The following detailed description of the embodiments of the present invention will be made with reference to the example network of fig. 2.
Step 1: and calculating K shell indexes of all nodes. The nodes (7, 8, 10) with the degree of 1 in the network and the connecting edges thereof are removed, and the nodes with the degree of 1 in the network are not available, so that the k-shell index of the nodes 7, 8, 10 is 1, and the network only comprises seven nodes (1, 2, 3, 4, 5, 6, 9).

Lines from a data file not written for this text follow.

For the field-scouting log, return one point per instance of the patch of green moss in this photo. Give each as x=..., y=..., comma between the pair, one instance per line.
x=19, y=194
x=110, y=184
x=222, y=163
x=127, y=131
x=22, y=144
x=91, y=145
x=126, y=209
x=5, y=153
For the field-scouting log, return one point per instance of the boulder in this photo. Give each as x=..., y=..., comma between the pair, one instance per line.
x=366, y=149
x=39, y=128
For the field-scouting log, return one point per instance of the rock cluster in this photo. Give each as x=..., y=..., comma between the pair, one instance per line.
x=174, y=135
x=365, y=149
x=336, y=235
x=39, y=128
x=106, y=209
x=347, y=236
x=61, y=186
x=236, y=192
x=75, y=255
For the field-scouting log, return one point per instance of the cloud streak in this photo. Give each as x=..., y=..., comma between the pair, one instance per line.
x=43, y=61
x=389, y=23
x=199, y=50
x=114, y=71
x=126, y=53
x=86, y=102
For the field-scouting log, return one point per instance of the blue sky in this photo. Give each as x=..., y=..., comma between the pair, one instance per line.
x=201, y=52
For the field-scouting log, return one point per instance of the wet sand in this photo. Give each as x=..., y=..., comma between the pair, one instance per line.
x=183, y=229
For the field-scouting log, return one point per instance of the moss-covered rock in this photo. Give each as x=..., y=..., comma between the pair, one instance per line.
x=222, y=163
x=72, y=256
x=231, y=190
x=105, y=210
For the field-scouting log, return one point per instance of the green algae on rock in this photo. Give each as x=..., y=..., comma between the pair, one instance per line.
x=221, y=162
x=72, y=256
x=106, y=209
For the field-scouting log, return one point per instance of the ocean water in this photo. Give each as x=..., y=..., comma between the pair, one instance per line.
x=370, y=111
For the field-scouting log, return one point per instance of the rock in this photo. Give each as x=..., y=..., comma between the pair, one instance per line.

And then removing nodes (5, 6, 9) and connecting edges thereof with the degree of 2 in the network, wherein the nodes (3, 4) with the degree of 2 still exist in the network, removing the nodes 3, 4 and connecting edges thereof, and remaining nodes (1, 2) with the degree of less than or equal to 2 still exist in the network, so that the nodes 1, 2 are removed, no nodes exist in the network at this time, and the k shell indexes of the nodes 1, 2, 3, 4, 5, 6, 9 are all 2. The K shell indices for all nodes are given in table 1:
TABLE 1 k-Shell indices for each node
Figure GDA0003281752530000072
Step 2: calculating the shortest distance d between each pair of nodes in the networkij
The input is the corresponding network adjacency matrix, and the output is the distance matrix, and the corresponding adjacency matrix in this embodiment is represented as:
0 1 1 1 0 0 0 0 0 0
1 0 1 1 0 0 0 0 1 0
1 1 0 0 0 0 0 0 1 1
1 1 0 0 1 1 0 0 0 0
0 0 0 1 0 1 1 1 0 0
0 0 0 1 1 0 0 0 0 0
0 0 0 0 1 0 0 0 0 0
0 0 0 0 1 0 0 0 0 0
0 1 1 0 0 0 0 0 0 0
0 0 1 0 0 0 0 0 0 0
taking node 1 as an example, since there are straight edges connecting with nodes 2, 3, and 4, the corresponding position is 1, and since there are no straight edges connecting with the remaining six nodes, the corresponding position is 0.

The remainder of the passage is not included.